Eutelsat said it had successfully contacted each satellite following lift-off on a Falcon 9 rocket at 1:13 a.m. Eastern from Vandenberg Space Force Base, California.
Eutelsat spokesperson Katie Dowd said the company now has 654 satellites in orbit for the constellation, which already had enough in LEO to provide global coverage but has been held up by ground infrastructure delays.
Dowd said the operator remains on track to start global services in the spring.
The satellites are identical to the rest in OneWeb’s first-generation constellation, which Airbus U.S. Space & Defense mostly built at its mass production facility in Merritt Island, Florida.
Eutelsat, which also operates a fleet of 36 geostationary satellites, has not said when it plans to introduce LEO spacecraft with improved technology after opting for a phased next-generation constellation deployment strategy.

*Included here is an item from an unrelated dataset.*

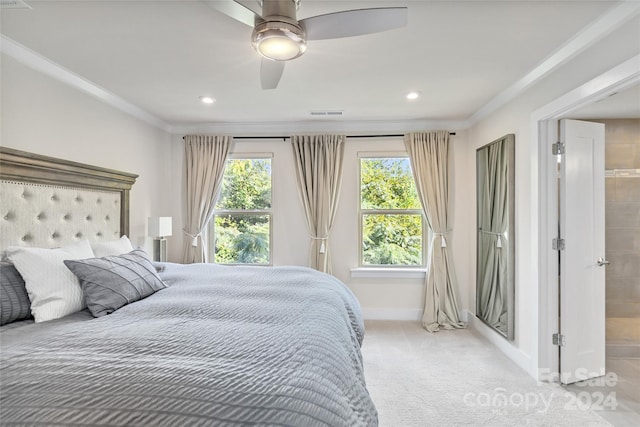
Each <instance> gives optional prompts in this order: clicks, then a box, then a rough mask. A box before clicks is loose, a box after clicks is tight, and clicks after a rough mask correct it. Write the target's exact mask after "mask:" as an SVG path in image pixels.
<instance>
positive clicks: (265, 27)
mask: <svg viewBox="0 0 640 427" xmlns="http://www.w3.org/2000/svg"><path fill="white" fill-rule="evenodd" d="M251 41H252V43H253V47H254V48H255V49H256V50H257V51H258V53H259V54H260V55H262V56H264V57H265V58H268V59H273V60H275V61H289V60H291V59H295V58H297V57H299V56H300V55H302V54H303V53H304V51H305V50H307V42H306V40H305V34H304V31H303V30H302V29H301V28H298V27H297V26H294V25H291V24H288V23H285V22H263V23H262V24H259V25H257V26H256V27H255V29H254V30H253V34H252V36H251Z"/></svg>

According to Dowd, the company expects to start de-orbiting Gen 1 OneWeb satellites in the next couple of years as its first batch of LEO spacecraft near the end of their design lives.
“We have the option to prolong the life of Gen 1 to assume customer continuity as we examine options for Next Gen,” she said via email.

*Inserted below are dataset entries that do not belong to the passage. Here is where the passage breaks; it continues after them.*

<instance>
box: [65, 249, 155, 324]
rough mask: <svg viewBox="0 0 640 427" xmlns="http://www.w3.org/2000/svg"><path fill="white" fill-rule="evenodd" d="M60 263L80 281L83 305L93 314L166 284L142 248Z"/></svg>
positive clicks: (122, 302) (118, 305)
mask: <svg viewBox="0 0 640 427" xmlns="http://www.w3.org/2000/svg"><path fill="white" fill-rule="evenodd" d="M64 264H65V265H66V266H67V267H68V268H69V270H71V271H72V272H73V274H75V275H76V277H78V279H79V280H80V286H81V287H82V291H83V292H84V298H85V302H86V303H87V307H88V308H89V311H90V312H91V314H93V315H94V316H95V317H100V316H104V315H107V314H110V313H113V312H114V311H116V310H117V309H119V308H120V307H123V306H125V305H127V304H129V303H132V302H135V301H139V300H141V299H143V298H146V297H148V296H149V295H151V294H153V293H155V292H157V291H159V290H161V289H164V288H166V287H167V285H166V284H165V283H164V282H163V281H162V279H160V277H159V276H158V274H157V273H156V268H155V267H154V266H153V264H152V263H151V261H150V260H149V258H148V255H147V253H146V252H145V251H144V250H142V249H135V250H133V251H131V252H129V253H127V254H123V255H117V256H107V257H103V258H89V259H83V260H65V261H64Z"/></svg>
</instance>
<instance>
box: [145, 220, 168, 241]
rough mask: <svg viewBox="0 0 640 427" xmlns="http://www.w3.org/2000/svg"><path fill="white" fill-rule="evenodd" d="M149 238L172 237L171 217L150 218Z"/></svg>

The Falcon 9’s first-stage booster successfully landed at Vandenberg less than eight minutes after lift-off, marking the 357th time SpaceX has recovered an orbital-class to date.
Meanwhile, SpaceX has launched more than 7,000 broadband satellites for its Starlink LEO network and recently recorded four million subscribers for the service.
Eutelsat and other legacy geostationary operators aim to leverage the flexibility and resiliency of a multi-orbit network to compete with Starlink for enterprise and government customers.